Only with the advent of DTH (Direct to Home) antennas (Astra was there one of the pioneers ), the feed horns are mounted directly on the Ku band LNBs. Prior to the LNB had a standardized flange fitted on the flange of the feed horn. That was also the extent necessary, as the LNBs knew neither one nor a level switch low / high- band - switching in the early years. The plane separation was with so-called Ortho mode - made ​​or polarizers - this was then per level, a separate LNC necessary. LNBs are often used together in receiving systems with the so-called multi-switches.

• Single or twin LNB with an output for direct connection to a receiver.
• Twin or double LNB with two independent outputs to connect two receivers. The corresponding switching device ( multi-switch ) is usually integrated. But there are also (older) versions so-called dual- LNB for the pure low-band reception with various terminations, the fixed each horizontal and vertical polarization deliver (for connection to an external multi-switch ).
• Quad or Quattro Switch LNB with 4 independent ports to connect 4 receivers. The multi-switch is integrated there.
• Quattro - LNB with 4 different connectors (also with Note: Suitability for feed system ). In this variant without built-in multi-switch horizontally and vertically polarized signals are brought out separately for low band and high band. Via a downstream multi-switch then a distribution to virtually any number of satellite receivers carried (up to several hundred).
• Octo LNB with built-in multi-switch for direct connection of up to eight satellite receivers.
• DUO LNB or monoblock LNB: Here 2 adjacent satellite positions can be received simultaneously with a wide LNB head. Previously often called strabismus LNB. A multi-switch, often for multiple outputs, is already integrated. The LNB is set to the same time the satellite Astra 19.2 ° East and Hotbird 13 ° East or Astra 23.5 ° East can receive. The two satellite positions are controlled by tone burst or DiSEqC.

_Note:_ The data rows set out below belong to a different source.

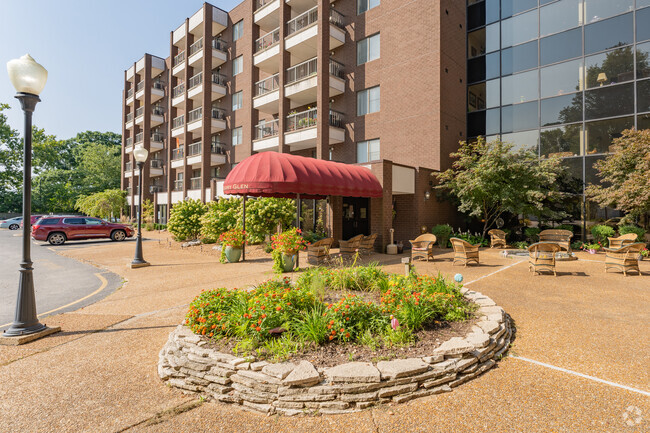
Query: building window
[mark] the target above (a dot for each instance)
(237, 100)
(368, 150)
(368, 101)
(237, 136)
(238, 30)
(365, 5)
(368, 49)
(237, 65)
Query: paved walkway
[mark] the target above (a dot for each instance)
(99, 375)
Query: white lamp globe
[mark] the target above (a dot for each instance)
(26, 75)
(140, 154)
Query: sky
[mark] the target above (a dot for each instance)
(85, 45)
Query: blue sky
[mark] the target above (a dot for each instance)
(85, 45)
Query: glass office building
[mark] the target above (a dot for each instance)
(564, 77)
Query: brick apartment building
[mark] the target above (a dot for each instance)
(380, 84)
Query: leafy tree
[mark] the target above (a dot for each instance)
(625, 175)
(490, 179)
(104, 204)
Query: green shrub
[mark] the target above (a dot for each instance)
(640, 233)
(185, 219)
(601, 233)
(443, 232)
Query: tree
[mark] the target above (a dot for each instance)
(625, 174)
(489, 179)
(104, 204)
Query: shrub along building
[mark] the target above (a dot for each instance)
(364, 82)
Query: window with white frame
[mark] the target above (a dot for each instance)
(237, 100)
(364, 5)
(237, 65)
(237, 136)
(238, 30)
(368, 101)
(368, 49)
(368, 150)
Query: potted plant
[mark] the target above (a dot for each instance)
(285, 246)
(231, 243)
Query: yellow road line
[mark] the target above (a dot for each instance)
(103, 285)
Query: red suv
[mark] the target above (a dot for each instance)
(58, 229)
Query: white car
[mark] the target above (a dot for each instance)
(11, 224)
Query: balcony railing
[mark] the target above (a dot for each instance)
(267, 40)
(178, 90)
(178, 153)
(218, 113)
(337, 18)
(302, 120)
(195, 183)
(336, 68)
(194, 115)
(178, 122)
(267, 85)
(179, 58)
(196, 46)
(303, 20)
(218, 78)
(196, 80)
(219, 44)
(194, 148)
(301, 71)
(267, 129)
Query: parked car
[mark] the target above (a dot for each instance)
(11, 223)
(59, 229)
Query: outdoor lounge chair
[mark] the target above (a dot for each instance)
(351, 246)
(497, 238)
(367, 245)
(560, 237)
(625, 258)
(622, 240)
(541, 257)
(464, 252)
(422, 246)
(319, 251)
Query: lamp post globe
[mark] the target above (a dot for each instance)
(140, 154)
(28, 78)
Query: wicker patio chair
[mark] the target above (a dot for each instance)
(560, 237)
(497, 238)
(541, 257)
(625, 258)
(622, 240)
(422, 246)
(318, 252)
(367, 245)
(351, 246)
(464, 252)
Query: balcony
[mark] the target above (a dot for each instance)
(266, 94)
(302, 34)
(267, 52)
(178, 63)
(302, 127)
(177, 125)
(267, 14)
(266, 135)
(302, 82)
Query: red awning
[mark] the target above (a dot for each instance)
(272, 174)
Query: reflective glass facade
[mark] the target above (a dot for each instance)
(563, 77)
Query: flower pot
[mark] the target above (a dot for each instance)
(232, 254)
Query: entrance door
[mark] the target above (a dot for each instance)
(356, 216)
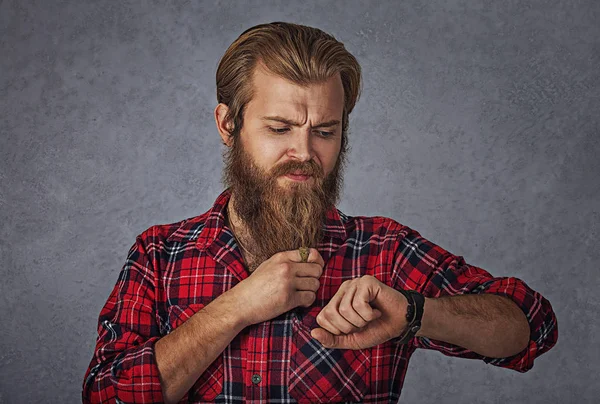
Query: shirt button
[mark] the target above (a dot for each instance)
(256, 379)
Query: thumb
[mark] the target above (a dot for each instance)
(327, 339)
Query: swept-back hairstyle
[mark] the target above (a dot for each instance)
(300, 54)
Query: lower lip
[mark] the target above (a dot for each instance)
(298, 177)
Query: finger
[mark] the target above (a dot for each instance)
(327, 326)
(331, 311)
(304, 298)
(313, 256)
(361, 305)
(307, 283)
(339, 322)
(313, 270)
(329, 340)
(347, 310)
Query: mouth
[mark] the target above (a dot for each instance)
(298, 176)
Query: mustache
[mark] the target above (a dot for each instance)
(305, 168)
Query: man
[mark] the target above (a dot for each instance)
(273, 295)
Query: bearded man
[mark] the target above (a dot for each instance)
(274, 295)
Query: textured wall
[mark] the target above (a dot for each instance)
(478, 126)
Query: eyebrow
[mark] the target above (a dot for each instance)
(327, 124)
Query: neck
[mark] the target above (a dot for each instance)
(240, 232)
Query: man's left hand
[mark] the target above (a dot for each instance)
(363, 313)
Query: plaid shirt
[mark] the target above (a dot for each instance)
(174, 270)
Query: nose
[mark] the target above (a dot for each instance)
(301, 147)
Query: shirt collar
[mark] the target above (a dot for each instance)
(334, 226)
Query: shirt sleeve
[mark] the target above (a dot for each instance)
(437, 273)
(123, 368)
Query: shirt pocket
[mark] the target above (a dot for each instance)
(210, 384)
(322, 375)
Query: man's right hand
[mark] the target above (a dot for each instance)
(279, 284)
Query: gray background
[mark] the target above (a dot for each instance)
(478, 126)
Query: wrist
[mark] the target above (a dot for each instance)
(228, 307)
(427, 322)
(415, 303)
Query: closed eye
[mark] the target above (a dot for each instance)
(279, 130)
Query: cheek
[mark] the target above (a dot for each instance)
(267, 154)
(328, 155)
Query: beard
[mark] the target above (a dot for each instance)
(279, 218)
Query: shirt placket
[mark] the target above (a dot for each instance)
(257, 372)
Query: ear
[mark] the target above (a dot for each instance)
(223, 126)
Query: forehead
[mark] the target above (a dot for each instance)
(276, 95)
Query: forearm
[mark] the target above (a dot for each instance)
(490, 325)
(183, 355)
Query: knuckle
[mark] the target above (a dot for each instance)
(345, 311)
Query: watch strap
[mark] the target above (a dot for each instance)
(414, 314)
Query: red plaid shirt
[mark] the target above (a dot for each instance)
(174, 270)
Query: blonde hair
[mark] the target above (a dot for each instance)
(300, 54)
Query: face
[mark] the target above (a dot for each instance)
(284, 170)
(285, 122)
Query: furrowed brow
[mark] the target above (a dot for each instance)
(280, 119)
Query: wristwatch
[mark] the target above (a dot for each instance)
(414, 314)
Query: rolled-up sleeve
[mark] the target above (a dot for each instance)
(445, 274)
(123, 367)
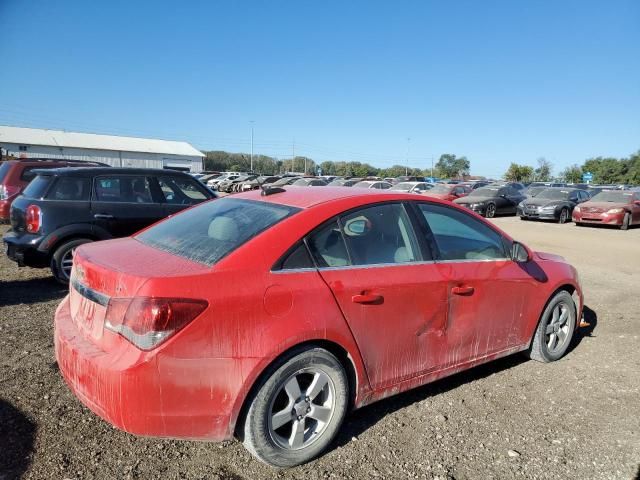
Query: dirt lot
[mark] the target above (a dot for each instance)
(577, 418)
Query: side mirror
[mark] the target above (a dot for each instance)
(519, 253)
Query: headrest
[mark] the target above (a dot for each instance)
(224, 229)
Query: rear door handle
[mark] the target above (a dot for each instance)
(462, 290)
(367, 298)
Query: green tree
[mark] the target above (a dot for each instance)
(451, 166)
(543, 172)
(519, 173)
(572, 174)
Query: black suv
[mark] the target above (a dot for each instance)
(63, 208)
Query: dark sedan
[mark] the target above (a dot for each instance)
(555, 203)
(493, 200)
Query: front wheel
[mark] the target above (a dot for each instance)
(297, 409)
(490, 211)
(626, 221)
(62, 259)
(555, 330)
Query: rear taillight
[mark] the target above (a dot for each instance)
(33, 218)
(147, 321)
(7, 191)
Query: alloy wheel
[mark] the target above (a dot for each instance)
(302, 409)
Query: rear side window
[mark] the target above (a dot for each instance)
(459, 236)
(37, 187)
(71, 188)
(127, 189)
(182, 191)
(210, 231)
(4, 170)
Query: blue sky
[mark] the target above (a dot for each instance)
(497, 81)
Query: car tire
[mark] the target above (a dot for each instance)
(490, 210)
(60, 261)
(626, 221)
(289, 394)
(564, 216)
(555, 329)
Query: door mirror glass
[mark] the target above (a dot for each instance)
(519, 253)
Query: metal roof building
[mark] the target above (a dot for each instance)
(113, 150)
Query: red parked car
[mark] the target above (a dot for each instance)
(449, 191)
(610, 207)
(267, 315)
(15, 175)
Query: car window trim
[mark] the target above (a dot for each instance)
(503, 240)
(94, 192)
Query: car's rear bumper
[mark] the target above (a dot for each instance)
(143, 393)
(22, 248)
(599, 218)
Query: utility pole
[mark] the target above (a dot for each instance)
(251, 122)
(406, 169)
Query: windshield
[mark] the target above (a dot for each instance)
(443, 189)
(405, 187)
(615, 197)
(553, 194)
(208, 232)
(485, 192)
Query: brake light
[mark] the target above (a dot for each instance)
(147, 321)
(33, 218)
(8, 191)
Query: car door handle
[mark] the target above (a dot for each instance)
(462, 290)
(367, 298)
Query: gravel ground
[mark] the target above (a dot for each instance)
(576, 418)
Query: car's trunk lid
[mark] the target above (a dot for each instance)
(116, 269)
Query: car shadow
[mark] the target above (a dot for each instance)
(364, 418)
(34, 290)
(589, 317)
(18, 437)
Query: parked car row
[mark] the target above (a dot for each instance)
(63, 208)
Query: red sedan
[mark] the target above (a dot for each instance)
(449, 192)
(610, 207)
(269, 316)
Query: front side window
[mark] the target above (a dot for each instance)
(70, 188)
(210, 231)
(183, 191)
(459, 236)
(127, 189)
(380, 234)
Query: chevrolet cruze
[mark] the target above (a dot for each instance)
(269, 314)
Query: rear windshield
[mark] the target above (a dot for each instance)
(207, 233)
(615, 197)
(553, 194)
(4, 169)
(37, 186)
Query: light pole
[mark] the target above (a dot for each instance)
(251, 122)
(406, 169)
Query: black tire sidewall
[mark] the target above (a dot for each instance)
(255, 434)
(562, 296)
(60, 252)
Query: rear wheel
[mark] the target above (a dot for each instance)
(62, 259)
(297, 409)
(564, 215)
(490, 211)
(555, 330)
(626, 221)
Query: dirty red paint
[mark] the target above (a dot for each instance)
(437, 318)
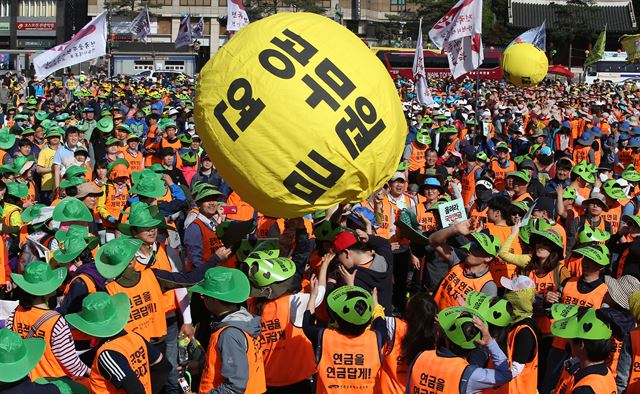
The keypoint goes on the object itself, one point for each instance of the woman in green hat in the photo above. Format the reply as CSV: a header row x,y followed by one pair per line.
x,y
462,331
33,317
124,361
18,357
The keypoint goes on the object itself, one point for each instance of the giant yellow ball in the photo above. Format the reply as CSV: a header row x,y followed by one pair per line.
x,y
298,114
524,64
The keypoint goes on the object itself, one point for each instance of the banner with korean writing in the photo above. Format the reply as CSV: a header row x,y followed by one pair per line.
x,y
452,212
298,114
89,43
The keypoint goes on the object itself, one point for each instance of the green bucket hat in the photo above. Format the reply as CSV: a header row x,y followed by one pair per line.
x,y
141,215
72,242
105,125
7,140
264,272
352,304
148,184
114,256
41,115
613,190
64,385
225,284
552,236
75,171
597,253
70,209
453,319
520,175
582,325
102,316
590,234
39,279
488,243
494,310
570,193
423,137
17,189
18,356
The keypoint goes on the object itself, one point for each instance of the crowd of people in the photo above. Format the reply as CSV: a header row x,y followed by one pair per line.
x,y
129,265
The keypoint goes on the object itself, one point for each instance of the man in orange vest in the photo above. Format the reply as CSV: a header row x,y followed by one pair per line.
x,y
125,361
233,359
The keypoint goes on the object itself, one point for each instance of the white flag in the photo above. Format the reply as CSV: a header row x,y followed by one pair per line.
x,y
198,29
458,33
89,43
184,33
140,26
422,89
236,15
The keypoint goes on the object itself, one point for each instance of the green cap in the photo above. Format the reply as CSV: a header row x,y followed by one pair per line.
x,y
352,304
453,319
18,356
17,189
494,310
582,325
114,256
613,190
72,242
488,243
70,209
265,271
101,316
39,279
225,284
597,253
590,234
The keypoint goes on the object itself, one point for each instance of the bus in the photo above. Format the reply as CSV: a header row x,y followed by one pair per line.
x,y
399,62
612,67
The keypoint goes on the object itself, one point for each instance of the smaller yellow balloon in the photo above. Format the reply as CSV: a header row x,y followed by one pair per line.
x,y
524,64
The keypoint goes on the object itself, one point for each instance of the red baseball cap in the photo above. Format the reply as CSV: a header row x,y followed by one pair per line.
x,y
343,240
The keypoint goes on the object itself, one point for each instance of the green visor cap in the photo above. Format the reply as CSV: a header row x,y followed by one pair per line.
x,y
225,284
488,243
114,256
452,321
39,279
583,325
352,304
265,272
18,356
494,310
597,253
590,234
101,316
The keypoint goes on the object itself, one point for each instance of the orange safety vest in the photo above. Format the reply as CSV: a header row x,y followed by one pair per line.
x,y
468,183
162,262
499,267
501,173
133,347
417,160
395,367
136,163
455,284
23,319
633,384
280,341
212,375
599,384
147,316
527,381
431,373
571,295
348,364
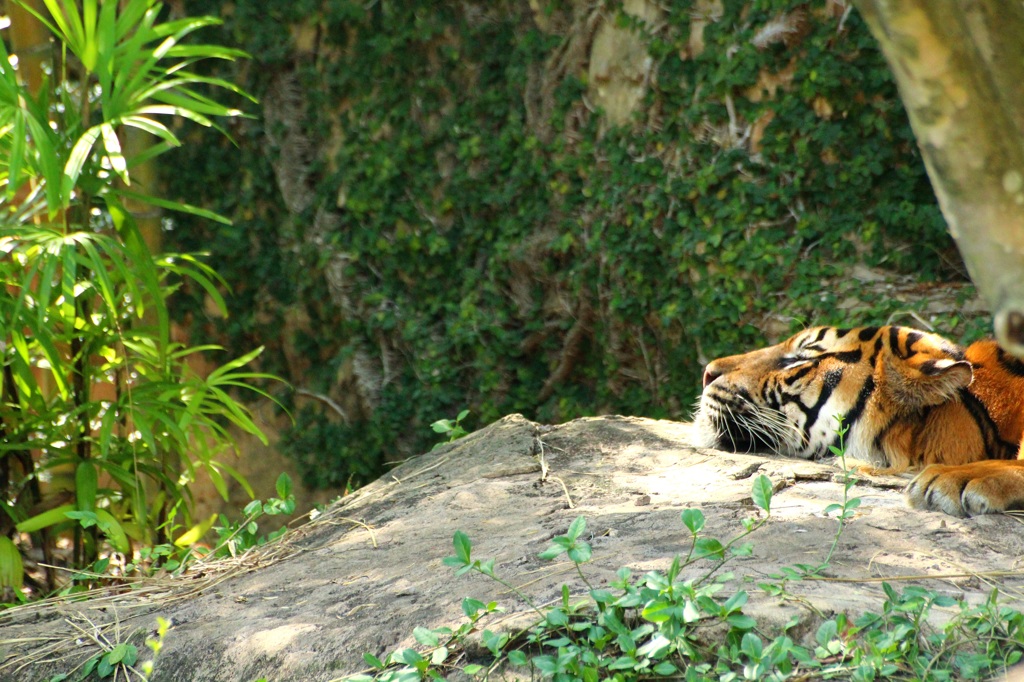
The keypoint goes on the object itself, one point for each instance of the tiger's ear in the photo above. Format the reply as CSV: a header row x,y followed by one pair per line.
x,y
924,380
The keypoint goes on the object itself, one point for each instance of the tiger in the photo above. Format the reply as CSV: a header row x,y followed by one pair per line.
x,y
907,401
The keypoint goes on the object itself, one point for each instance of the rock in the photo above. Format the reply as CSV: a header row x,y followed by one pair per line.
x,y
369,570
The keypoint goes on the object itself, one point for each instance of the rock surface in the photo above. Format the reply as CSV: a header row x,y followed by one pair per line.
x,y
366,572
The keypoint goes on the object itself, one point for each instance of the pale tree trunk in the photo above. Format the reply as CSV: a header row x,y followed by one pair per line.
x,y
31,42
960,69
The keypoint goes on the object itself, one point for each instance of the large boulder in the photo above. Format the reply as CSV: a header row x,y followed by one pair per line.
x,y
364,574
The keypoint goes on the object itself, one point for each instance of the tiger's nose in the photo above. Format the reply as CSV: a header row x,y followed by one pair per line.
x,y
711,374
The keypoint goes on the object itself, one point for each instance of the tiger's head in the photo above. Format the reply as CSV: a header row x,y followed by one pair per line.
x,y
785,398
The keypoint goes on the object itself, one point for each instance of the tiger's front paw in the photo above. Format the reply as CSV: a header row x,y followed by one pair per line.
x,y
969,489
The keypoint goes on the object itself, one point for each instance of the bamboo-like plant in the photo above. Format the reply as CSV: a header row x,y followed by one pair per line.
x,y
93,388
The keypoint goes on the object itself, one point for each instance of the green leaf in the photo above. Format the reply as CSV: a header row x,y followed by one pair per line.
x,y
577,527
111,527
752,646
45,519
119,652
551,552
517,657
471,606
86,484
741,622
580,553
11,568
556,617
463,546
762,492
665,668
709,547
284,485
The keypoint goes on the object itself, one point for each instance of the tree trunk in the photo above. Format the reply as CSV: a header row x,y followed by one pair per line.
x,y
960,69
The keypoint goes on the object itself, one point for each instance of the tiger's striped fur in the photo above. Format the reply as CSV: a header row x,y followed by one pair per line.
x,y
910,399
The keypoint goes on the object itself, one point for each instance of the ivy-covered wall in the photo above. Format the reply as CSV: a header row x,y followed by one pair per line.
x,y
432,212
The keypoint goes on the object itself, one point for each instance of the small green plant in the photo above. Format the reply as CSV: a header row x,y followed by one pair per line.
x,y
657,625
451,427
638,627
233,539
843,510
93,389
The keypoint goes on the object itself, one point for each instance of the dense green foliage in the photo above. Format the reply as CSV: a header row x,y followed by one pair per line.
x,y
429,215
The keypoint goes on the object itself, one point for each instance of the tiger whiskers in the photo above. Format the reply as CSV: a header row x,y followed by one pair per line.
x,y
752,425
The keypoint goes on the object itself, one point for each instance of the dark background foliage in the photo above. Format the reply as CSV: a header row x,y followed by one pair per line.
x,y
431,214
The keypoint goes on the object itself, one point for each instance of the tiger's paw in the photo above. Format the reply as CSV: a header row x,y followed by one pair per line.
x,y
969,489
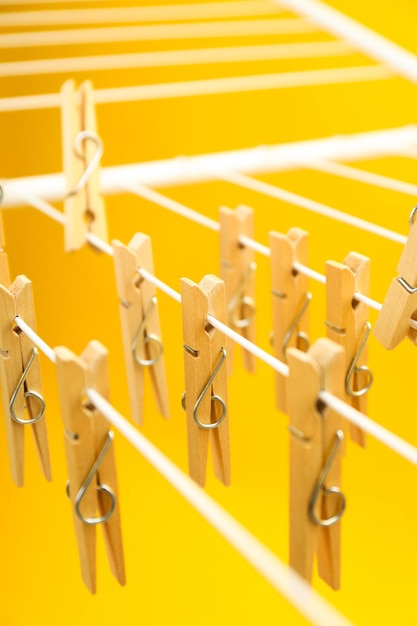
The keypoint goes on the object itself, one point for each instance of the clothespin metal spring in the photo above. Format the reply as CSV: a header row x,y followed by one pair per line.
x,y
27,394
91,521
206,389
94,162
300,335
147,338
355,370
327,491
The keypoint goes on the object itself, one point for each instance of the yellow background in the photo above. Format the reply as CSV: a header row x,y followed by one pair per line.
x,y
179,571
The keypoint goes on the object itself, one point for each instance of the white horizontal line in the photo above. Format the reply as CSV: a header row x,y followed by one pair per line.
x,y
159,13
236,54
240,28
233,84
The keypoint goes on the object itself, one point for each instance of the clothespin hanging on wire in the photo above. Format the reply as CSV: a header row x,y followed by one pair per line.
x,y
4,265
290,300
141,331
316,500
82,150
237,269
21,383
92,485
347,324
400,304
205,397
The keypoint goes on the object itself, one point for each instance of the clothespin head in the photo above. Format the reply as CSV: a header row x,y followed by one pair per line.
x,y
347,324
290,301
205,398
82,150
141,330
316,500
90,458
21,379
237,269
400,304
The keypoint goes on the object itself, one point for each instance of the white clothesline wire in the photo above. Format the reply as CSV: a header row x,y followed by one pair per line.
x,y
174,206
159,32
160,13
248,182
212,86
367,40
283,579
169,58
395,443
262,159
354,173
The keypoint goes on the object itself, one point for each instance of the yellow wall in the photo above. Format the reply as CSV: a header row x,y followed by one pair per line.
x,y
178,569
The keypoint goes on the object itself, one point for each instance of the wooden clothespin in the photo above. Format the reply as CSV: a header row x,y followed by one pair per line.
x,y
205,398
400,304
290,300
92,486
347,324
141,331
82,150
21,379
237,269
316,501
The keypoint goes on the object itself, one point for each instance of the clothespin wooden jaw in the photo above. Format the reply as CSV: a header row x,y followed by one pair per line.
x,y
290,300
316,500
237,269
21,379
141,330
92,486
400,304
205,398
82,150
347,324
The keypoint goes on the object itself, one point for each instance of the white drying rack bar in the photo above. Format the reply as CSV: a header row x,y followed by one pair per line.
x,y
376,46
160,13
202,168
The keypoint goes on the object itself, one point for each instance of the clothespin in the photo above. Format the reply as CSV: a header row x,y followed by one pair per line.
x,y
400,304
4,265
141,331
290,300
21,379
205,397
82,150
347,324
316,500
92,485
237,269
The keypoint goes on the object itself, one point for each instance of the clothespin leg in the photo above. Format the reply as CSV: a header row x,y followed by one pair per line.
x,y
204,347
96,358
79,450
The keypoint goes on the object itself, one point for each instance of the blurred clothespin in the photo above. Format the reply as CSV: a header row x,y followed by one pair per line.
x,y
400,304
316,500
347,324
21,378
141,331
92,485
205,397
290,300
82,150
237,269
4,265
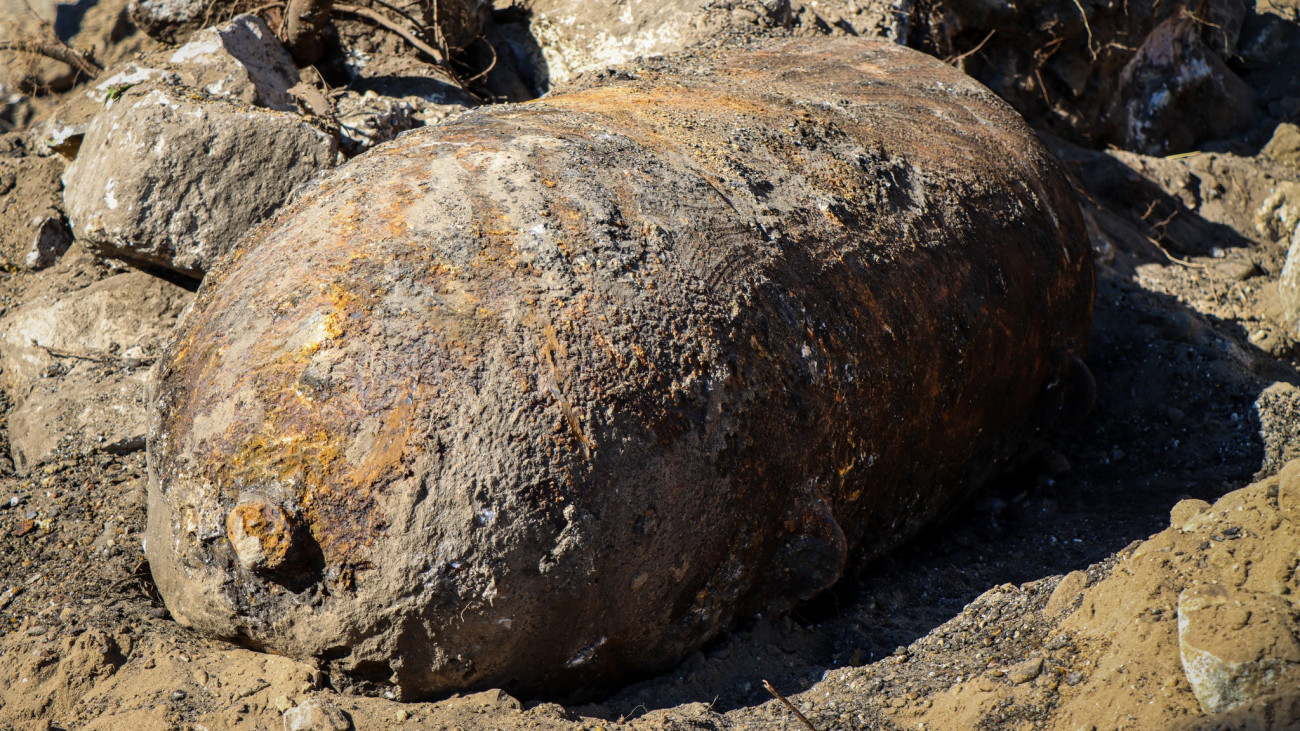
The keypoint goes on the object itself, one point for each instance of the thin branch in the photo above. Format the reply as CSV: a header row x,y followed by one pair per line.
x,y
388,24
956,60
1087,27
788,704
490,66
401,12
57,51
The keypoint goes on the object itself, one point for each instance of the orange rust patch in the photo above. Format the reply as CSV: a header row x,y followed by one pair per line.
x,y
261,533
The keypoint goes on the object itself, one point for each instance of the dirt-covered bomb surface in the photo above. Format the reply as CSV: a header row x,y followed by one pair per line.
x,y
549,396
1027,609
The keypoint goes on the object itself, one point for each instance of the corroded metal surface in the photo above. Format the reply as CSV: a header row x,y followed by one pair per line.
x,y
557,392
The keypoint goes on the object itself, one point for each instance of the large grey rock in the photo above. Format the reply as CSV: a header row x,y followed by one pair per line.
x,y
76,358
169,180
1236,647
239,60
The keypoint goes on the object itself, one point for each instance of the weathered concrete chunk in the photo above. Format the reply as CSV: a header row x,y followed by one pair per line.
x,y
1236,647
1177,93
549,396
169,180
33,233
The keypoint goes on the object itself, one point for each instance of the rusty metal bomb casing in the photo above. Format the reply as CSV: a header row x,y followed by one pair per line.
x,y
550,394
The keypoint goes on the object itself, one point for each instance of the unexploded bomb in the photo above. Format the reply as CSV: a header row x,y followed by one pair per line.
x,y
550,394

• Unicable LNB has a single port that these multiple receivers can be connected on a common coaxial cable. A unicable LNB is not as usual a complete frequency band, but only for each connectable receiver on UB ( = User Band ) ( "UB slot ID" and " UB- frequency " ) from. The program selection is made in the LNB for each receiver separately via DiSEqC - controlled commands. The output frequency of the LNB does not change. A unicable LNB can usually up to four satellite receivers with signal supply, some manufacturers allow you to connect up to 16 receivers, but that is not standardized and suitable for this purpose receivers are proprietary. There are in addition to the pure unicable LNBs also which from 1 to 3 so-called legacy outputs, where unicable -capable receiver can not be connected.

For the two 4-way types so far no single name has prevailed, which can lead to misunderstandings.

• ILNB ( " interactive LNB" ): If you recently with return channel used in satellite systems, mainly to send and receive Internet signals. Depending on the design it can in Ku- or Ka-band satellites to send and receive from him.

Monoblock LNB

A so-called monoblock summarizes two LNBs for two different satellite positions in a housing. The satellite positions are determined by the LNB housing and the size of the dish. In addition, a DiSEqC relay is installed. This makes it possible to switch between the two positions by means of the DiSEqC satellite signal.

Location

The designs described above are related to the usual satellite television systems in Germany, all of whom work in the Ku- band. However, there are a variety of other LNBs for different frequency ranges and applications, such as Meteosat- LNBs, L-band LNBs, S-band LNB, C-band LNBs.